Gross evaluation of thick brain slices sonicated with 0.46-0.98 MPa ranging pressures revealed large-scale detectable hemorrhage only in the 0.98 MPa case, hence eliminating pressure amplitudes of higher than 0.75 MPa from further study. Thorough microscopic examination of thin H&E-stained sections from 0.3-0.75 MPa sonicated brains showed minimal tissue effects in 0.3 and 0.46 MPa samples, while at 0.61 and 0.75 MPa acoustic pressures, multiple distinct damaged sites with higher frequency of occurrence were detected (66 and 76% of studied sections, respectively; Figure 5f). As described previously, DDS was defined to incorporate microvacuolations, necrotic neurons, and RBC extravasations in one single measure. This composite measure of histological damage provided higher accuracy, greater consistency, and less subjective analysis of safety across different brain samples. Two histologists may differ on the exact number of dark neurons or microvacuolations present, but they are likely to agree on the number of distinct damaged areas in the same section. In all analyzed samples (30-min and 5-h), the average number of distinct damaged sites increased by 5-, 11-, and 15-fold in the 0.46-, 0.61-, and 0.75-MPa samples, respectively, compared to 0.3-MPa samples (Fig. 5e, black bar). However, the differences in the average numbers were statistically significant (p<0.05) only between the 0.75-MPa and the 0-0.3 MPa cases. Similar significance was also observed in the average number of microvacuolations and RBC-extravasated sites.

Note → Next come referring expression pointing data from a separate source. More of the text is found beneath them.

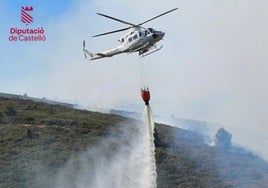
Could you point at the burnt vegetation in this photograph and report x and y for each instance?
(34, 134)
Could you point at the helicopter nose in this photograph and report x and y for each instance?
(159, 35)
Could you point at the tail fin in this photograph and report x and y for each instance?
(86, 53)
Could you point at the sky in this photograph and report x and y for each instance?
(212, 66)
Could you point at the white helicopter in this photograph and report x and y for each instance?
(138, 39)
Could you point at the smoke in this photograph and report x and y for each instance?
(120, 160)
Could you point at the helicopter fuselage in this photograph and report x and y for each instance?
(137, 40)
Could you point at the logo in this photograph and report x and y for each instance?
(25, 15)
(26, 34)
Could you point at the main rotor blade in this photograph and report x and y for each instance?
(112, 32)
(157, 16)
(116, 19)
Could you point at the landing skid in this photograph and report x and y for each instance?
(144, 55)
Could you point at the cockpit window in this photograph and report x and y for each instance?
(135, 37)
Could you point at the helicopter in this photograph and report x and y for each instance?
(139, 39)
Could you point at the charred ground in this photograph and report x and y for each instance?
(34, 133)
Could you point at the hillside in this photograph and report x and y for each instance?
(44, 145)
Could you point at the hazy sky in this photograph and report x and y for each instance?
(213, 65)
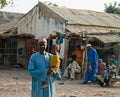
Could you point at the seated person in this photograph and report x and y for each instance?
(101, 67)
(112, 68)
(105, 79)
(72, 68)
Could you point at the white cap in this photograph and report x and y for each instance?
(88, 45)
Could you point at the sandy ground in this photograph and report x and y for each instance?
(17, 83)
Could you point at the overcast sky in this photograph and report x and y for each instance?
(23, 6)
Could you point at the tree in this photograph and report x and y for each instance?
(115, 8)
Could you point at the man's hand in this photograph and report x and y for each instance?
(50, 72)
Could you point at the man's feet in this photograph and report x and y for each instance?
(44, 84)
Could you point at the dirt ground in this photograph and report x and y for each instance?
(17, 83)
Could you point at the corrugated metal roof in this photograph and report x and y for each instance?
(7, 26)
(89, 29)
(87, 17)
(106, 38)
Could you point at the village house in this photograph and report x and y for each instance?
(77, 26)
(8, 39)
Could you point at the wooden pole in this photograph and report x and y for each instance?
(66, 52)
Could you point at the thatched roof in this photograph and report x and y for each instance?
(25, 35)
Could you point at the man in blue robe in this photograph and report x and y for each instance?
(38, 67)
(92, 65)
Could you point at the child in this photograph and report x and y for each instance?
(54, 64)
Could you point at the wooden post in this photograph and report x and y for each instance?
(85, 59)
(66, 52)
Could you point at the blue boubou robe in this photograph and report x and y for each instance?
(38, 66)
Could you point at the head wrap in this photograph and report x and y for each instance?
(89, 45)
(42, 39)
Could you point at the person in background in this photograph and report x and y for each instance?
(101, 67)
(114, 61)
(38, 67)
(92, 64)
(78, 53)
(72, 68)
(54, 65)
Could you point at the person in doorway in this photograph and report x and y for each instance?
(54, 65)
(78, 53)
(101, 67)
(38, 67)
(72, 68)
(92, 64)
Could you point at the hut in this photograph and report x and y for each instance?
(78, 27)
(8, 38)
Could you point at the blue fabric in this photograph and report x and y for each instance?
(93, 61)
(38, 66)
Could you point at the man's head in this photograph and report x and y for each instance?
(100, 60)
(89, 46)
(78, 47)
(42, 42)
(55, 48)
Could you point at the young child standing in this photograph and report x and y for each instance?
(54, 63)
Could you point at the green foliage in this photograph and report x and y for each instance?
(115, 8)
(3, 3)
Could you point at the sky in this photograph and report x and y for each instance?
(23, 6)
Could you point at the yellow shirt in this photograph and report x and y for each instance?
(55, 62)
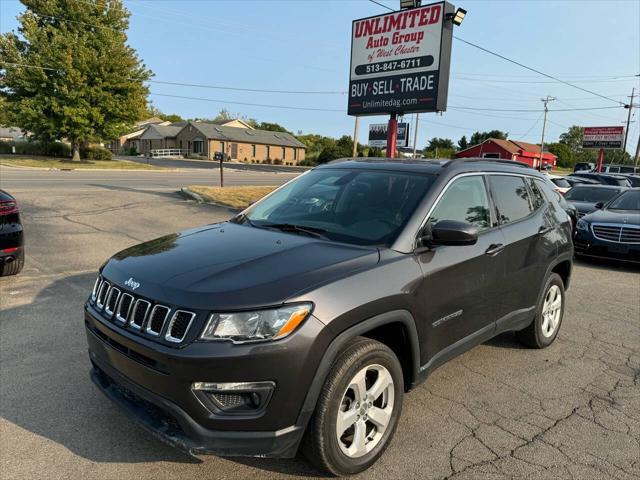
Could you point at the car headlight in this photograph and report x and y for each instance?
(258, 325)
(582, 225)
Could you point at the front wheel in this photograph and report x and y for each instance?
(544, 328)
(357, 411)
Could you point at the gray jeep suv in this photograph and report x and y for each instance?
(302, 321)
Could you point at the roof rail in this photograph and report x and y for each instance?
(487, 160)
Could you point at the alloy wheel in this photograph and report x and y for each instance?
(365, 411)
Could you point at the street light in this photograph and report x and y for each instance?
(458, 17)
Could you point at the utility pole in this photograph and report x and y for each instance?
(544, 125)
(355, 138)
(626, 132)
(415, 136)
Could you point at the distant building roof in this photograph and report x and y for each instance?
(234, 134)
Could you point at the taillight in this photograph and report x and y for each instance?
(8, 207)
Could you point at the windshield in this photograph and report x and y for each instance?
(362, 207)
(591, 194)
(626, 201)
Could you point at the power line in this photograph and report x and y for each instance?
(260, 90)
(486, 50)
(285, 107)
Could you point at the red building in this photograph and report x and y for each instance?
(509, 150)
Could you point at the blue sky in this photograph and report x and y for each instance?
(304, 45)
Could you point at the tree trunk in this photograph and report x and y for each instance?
(76, 151)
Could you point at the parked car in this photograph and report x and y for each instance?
(561, 184)
(605, 179)
(621, 169)
(633, 179)
(584, 167)
(11, 236)
(573, 181)
(585, 197)
(613, 230)
(304, 319)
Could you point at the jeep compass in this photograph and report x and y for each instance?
(300, 323)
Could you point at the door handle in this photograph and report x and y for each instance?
(494, 249)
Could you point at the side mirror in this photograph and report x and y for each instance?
(449, 232)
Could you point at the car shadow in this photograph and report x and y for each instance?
(46, 387)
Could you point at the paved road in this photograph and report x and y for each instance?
(499, 411)
(186, 163)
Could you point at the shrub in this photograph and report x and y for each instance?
(95, 153)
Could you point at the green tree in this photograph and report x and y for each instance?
(84, 82)
(479, 137)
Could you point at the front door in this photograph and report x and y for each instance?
(460, 283)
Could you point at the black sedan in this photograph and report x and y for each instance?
(11, 236)
(585, 197)
(612, 231)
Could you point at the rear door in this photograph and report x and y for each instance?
(529, 246)
(459, 291)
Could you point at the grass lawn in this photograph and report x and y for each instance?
(51, 162)
(234, 197)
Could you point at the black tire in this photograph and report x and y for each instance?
(320, 444)
(14, 267)
(533, 335)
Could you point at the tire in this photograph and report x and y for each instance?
(544, 328)
(14, 267)
(366, 363)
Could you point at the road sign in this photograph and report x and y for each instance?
(400, 61)
(603, 137)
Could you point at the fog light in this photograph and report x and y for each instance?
(237, 398)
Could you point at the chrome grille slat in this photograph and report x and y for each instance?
(139, 314)
(617, 233)
(102, 294)
(179, 326)
(129, 311)
(124, 306)
(157, 319)
(111, 304)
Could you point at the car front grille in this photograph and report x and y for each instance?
(143, 316)
(619, 233)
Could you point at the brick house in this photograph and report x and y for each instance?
(517, 150)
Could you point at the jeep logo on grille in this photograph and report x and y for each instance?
(132, 283)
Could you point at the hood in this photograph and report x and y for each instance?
(583, 207)
(630, 217)
(230, 266)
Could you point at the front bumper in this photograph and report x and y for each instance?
(152, 383)
(585, 243)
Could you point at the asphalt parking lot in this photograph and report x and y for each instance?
(499, 411)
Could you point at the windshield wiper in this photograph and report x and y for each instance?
(290, 227)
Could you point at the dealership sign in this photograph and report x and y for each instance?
(400, 61)
(603, 137)
(378, 135)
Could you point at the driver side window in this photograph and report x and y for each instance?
(465, 200)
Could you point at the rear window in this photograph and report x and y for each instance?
(591, 194)
(511, 197)
(561, 182)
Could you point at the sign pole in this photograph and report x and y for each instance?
(392, 135)
(415, 136)
(600, 159)
(355, 138)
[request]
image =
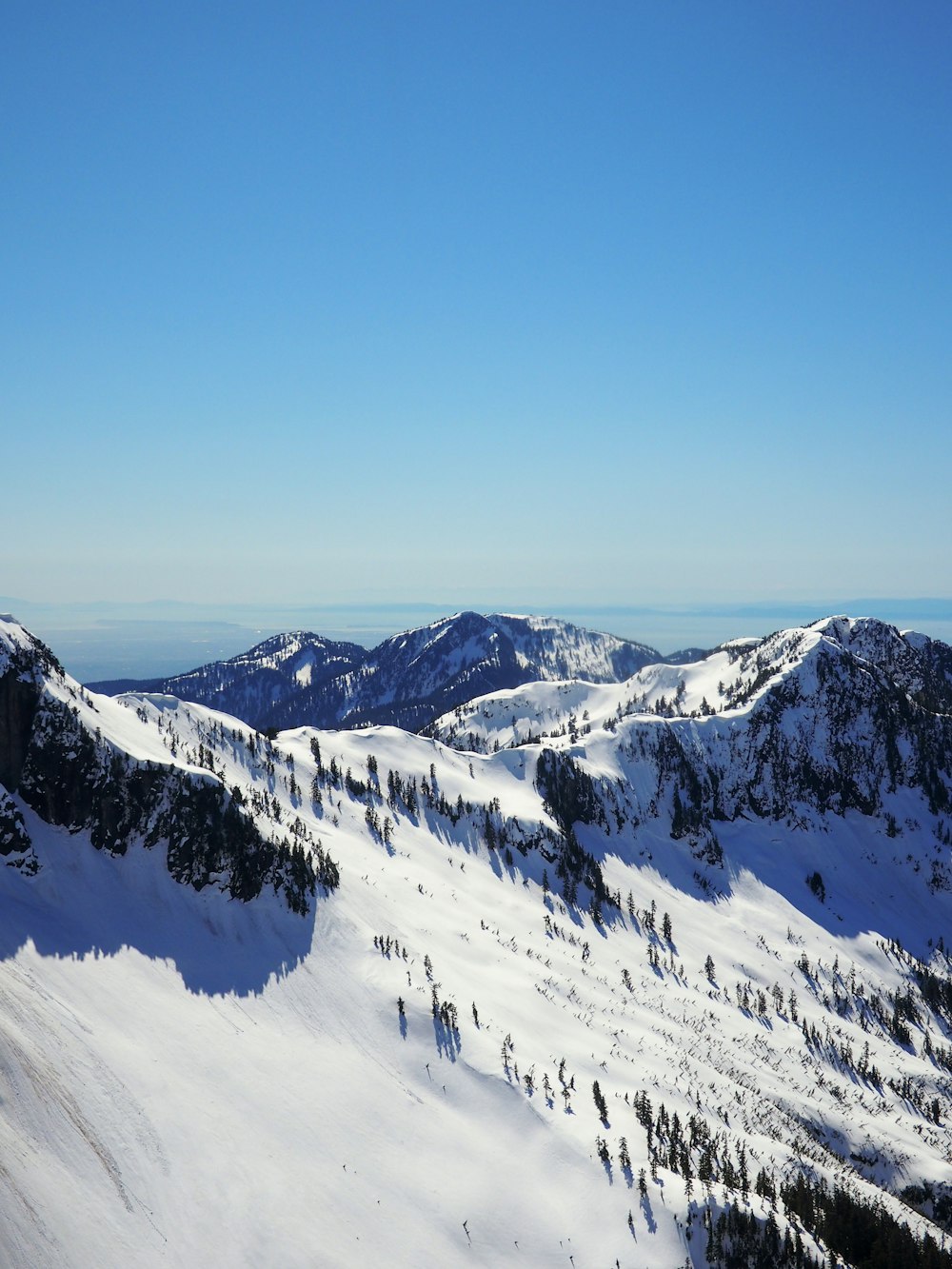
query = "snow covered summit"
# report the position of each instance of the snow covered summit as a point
(662, 979)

Comparison of data from different survival periods indicated that increasing acoustic pressures from 0.3 to 0.75 MPa resulted in no significant increase in tissue effects when histology was assessed after five hours of survival. Moreover, the number of lesions did not increase or decrease significantly when 30-min samples were compared to the 5-h ones (one exception was the decrease in number of dark neurons at 0.75 MPa between the 30-min and 5-h samples; Fig. 5a). This suggests that the effects of the FUS-UCA interaction on the vasculature and surrounding tissue are immediate and not accumulative over time. Moreover, significant decrease in number of dark neurons at 0.75 MPa could indicate that neuronal injury is more severe at this pressure amplitude compared to lower pressures, possibly due to prolonged ischemia. It is likely that necrotic cells are cleared quickly within first few hours of sonication, lowering their detection level after five hours. It should be noted that even though histologically there was no significant difference in tissue effects between 30min and 5h samples, there is a possibility that the initial damage caused by higher-pressure amplitudes may bring about long-term behavioral, functional, or pathological changes that have not been observed or quantified yet. Further studies are needed for a better understanding of damage/repair mechanisms that come into effect following the sonication. Based on these results, we can only claim that pressure amplitudes of 0.3-0.46 MPa have shown the least amount of tissue effects (while successfully opening the BBB) at both tested time periods within the 5h window (30 min and 5h).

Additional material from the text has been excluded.